Controlled studies have been unable to prove that drugs such as cidofovir (CDV), cytosine arabinoside (Ara-C), and mefloquine, are consistently efficacious in the treatment of PML . However, early restoration of the immune system is important to control JCV replication, as supported by poor prognosis in patients with low T cell counts and high copy numbers of CSF JCV DNA at diagnosis. Also, it has been shown that CD4-ATP concentration, a marker of T-cell function, inversely correlates with risk of JCV infections in immunocompromised patients . Early use of antiretroviral therapy improves survival, but this is complicated by the development of IRIS. IRIS presents as paradoxical neurologic deterioration in the setting of immune reconstitution. IRIS can develop simultaneously with PML or after the initiation of antiretroviral therapy. PML-IRIS develops in up to18% of HIV patients with PML. In IRIS typical lesions enhance with contrast due to breakdown of the blood brain barrier and are associated with significant mass effect. Histopathology demonstrates severe inflammatory and demyelinating lesions with CD8-positive T lymphocyte and macrophage infiltration .

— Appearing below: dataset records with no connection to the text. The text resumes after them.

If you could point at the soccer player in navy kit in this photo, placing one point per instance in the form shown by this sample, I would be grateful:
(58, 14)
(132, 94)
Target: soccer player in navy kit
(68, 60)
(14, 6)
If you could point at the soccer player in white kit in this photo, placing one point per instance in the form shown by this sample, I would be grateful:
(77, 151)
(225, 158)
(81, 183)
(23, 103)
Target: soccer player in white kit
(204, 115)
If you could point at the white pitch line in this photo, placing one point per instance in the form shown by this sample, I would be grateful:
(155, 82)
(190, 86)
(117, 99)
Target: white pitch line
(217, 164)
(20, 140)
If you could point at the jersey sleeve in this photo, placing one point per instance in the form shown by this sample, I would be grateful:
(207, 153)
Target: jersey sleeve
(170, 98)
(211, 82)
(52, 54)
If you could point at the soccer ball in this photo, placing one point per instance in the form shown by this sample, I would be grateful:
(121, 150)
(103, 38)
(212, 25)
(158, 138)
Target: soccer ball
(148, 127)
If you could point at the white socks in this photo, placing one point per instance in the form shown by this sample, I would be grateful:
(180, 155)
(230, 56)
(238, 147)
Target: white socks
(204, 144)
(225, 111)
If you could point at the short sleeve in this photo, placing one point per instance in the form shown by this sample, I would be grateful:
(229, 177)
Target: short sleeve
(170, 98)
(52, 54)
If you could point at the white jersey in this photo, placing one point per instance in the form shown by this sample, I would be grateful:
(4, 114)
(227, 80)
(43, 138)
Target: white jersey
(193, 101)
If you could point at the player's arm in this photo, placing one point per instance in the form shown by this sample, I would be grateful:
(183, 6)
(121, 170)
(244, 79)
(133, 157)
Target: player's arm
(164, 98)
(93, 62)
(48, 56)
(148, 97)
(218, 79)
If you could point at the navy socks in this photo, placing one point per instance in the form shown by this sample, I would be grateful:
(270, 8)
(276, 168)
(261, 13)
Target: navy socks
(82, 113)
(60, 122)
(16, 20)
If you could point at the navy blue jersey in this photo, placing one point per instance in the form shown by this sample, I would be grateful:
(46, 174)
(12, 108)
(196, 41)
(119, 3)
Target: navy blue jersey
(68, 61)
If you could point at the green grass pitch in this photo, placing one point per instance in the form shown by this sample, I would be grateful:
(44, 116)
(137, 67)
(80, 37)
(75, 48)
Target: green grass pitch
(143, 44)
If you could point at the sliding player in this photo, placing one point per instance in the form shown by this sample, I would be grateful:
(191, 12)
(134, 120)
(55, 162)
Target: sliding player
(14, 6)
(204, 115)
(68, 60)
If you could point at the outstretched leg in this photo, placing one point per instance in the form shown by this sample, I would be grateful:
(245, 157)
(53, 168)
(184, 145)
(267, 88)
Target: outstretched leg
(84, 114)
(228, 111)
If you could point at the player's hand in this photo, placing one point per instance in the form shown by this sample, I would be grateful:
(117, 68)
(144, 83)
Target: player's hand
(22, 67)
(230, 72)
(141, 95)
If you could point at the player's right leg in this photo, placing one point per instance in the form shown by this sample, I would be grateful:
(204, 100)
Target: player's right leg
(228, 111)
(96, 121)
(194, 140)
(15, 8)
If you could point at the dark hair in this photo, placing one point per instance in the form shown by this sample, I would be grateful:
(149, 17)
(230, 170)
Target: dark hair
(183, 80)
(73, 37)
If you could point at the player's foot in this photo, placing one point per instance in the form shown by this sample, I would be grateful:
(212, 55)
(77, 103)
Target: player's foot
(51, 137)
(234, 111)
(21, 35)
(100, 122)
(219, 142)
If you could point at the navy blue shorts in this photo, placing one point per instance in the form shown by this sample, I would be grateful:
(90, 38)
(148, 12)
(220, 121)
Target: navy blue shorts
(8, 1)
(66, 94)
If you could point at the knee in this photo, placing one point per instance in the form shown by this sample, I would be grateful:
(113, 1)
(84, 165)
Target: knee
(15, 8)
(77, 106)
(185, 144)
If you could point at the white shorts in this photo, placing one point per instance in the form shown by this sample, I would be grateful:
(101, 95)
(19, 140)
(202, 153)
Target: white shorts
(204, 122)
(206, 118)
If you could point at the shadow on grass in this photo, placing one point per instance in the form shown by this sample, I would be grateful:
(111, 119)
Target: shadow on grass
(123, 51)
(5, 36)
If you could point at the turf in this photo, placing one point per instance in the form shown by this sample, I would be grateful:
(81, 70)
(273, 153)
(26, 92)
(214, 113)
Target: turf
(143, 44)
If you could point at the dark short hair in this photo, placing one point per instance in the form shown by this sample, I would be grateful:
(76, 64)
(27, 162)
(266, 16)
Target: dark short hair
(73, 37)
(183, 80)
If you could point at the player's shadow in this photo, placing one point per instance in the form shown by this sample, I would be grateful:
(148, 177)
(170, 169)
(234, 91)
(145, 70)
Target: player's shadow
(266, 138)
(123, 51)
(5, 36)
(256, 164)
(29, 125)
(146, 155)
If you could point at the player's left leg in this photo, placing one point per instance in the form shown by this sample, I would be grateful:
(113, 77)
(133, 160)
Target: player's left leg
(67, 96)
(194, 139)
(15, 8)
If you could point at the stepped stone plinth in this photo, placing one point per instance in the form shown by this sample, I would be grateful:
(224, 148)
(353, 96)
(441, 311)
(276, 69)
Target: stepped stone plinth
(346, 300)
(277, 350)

Neurologic deterioration in PML patients in the context of HIV infection therefore may be due to progressive PML despite successful treatment of the HIV infection or be the result of IRIS. MRI monitoring may define the specific cause for the worsening clinical picture. In the case of IRIS, timely steroid therapy may induce neurologic recovery. Our case showed MRI stable lesions and minimal histopathologic evidence for acute inflammation, in contrast to known pronounced inflammation in previous reports of PML IRIS.
The case described herein has multiple interesting aspects. First, HAART therapy resulted in decreased HIV virus levels, without corresponding improvement in immune function as measured by serial T-cell counts. In addition, our patient’s clinical deterioration was not associated with evidence of increased white matter disease or destruction on serial MRI scans of the brain. Furthermore, at autopsy, minimal CNS inflammation was noted histopathologically. Despite the introduction of antiretroviral therapy, which has led to a substantial decrease in opportunistic infections in HIV infected patients, the incidence of PML, a disease that carries high mortality, decreased as much as would be expected. Better familiarity with the features specific to CNS disease progression as opposed to IRIS progression in PML patients could aid in earlier detection of the cause of neurological deterioration in these patients and earlier start of appropriate management. This would be particularly relevant when effective anti- JCV infection treatment becomes available.